5 space leaders making a difference
Space News (8/25): Alan Stern, the principal investigator for NASA’s successful New Horizons mission to Pluto, tops a list of the publication’s influential individuals or organizations in the global space arena. Stern is joined by Greg Wyler, founder of One Web, which recently announced plans to provide global Internet coverage with a large fleet of small satellites; the United Arab Emirates space agency, chosen for its plans to launch a Mars orbiter by 2021; U.S. Rep.
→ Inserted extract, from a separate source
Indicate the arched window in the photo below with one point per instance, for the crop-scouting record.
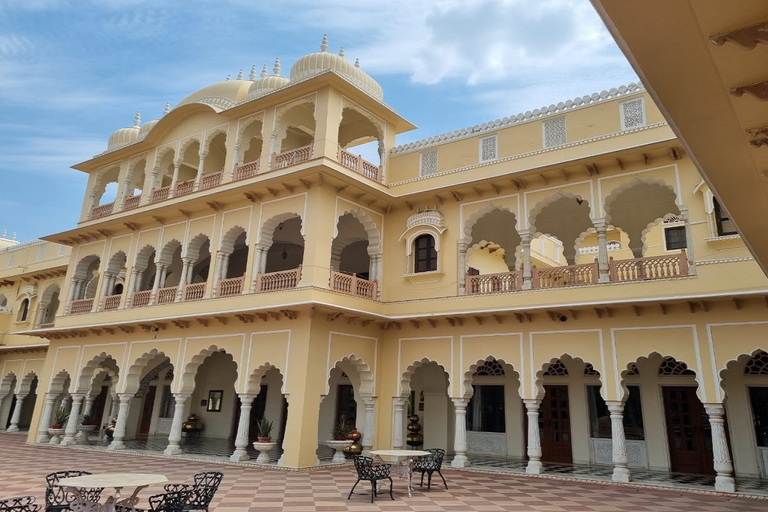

Jim Bridenstine, of Oklahoma, who has encouraged NOAA to incorporate commercial weather data into its forecasting models; and Chirag Parikh, a U.S. National Security Council staffer with an interest in protecting the security of U.S. satellites.
Low Earth Orbit
Blow for new Cosmodrome as officials say first manned launch is still a decade away
Siberian Times (8/25): Russia’s human spacecraft launches will remain anchored to the Baikonur Cosmodrome in Kazakhstan for another decade, as the government scraps plans to move them to the new Vostochny Cosmodrome in Siberia by 2018. The change in part is in response to a decision to carry out human operations with Russia’s new Angara rocket at Vostochny, rather than continue with Soyuz launch operations at Vostochny, where there has been a series of construction and financial problems. The first unmanned launch operation from Vostochny, however, remains set for December.
Manned Soyuz TMA-18M to be launched to ISS under two-day pattern
TASS, of Russia (8/26): Russia’s early September three man “taxi mission” to the International Space Station will follow a two day transit rather than the previously planned six hour trip, according to Roscosmos, the Russian federal space agency. The Soyuz TMA-18M with Russia’s Sergey Volkov, the European Space Agency’s Andreas Mogensen and Kazakhstan’s Aidyn Aimbetov will launch Sept. 2 and dock on Sept. 4 to begin their 10-day flight. The change was attributed to a debris avoidance maneuver by the station on July 26. The purpose of the short mission is to exchange the Soyuz spacecraft “life boat” assigned to NASA’s Scott Kelly and Russia’s Mikhail Kornienko, who are in the midst of a near yearlong stay aboard the Space Station. Current Space Station commander Gennady Padalka, Mogensen and Aimbetov will return to Earth in the Space Station’s Soyuz TMA-16M, which launched Mar. 27 with Kelly, Kornienko and Padalka.
Commercial to Low Earth Orbit
Edwards: No progress on reconciling commercial launch bills
Space News (8/25): The U.S. Senate and House have yet to reconcile their separate approaches to commercial space law, U.S. Rep. Donna Edwards informs a Maryland Space Business Roundtable luncheon on Aug. 25. Edwards is the ranking Democrat on the House Science, Space and Technology Committee. A key difference in the two measures regards restrictions on FAA regulation of commercial space, which are set to expire Oct. 1. The Senate version would extend the limitations for another five years, the House version another 10 years.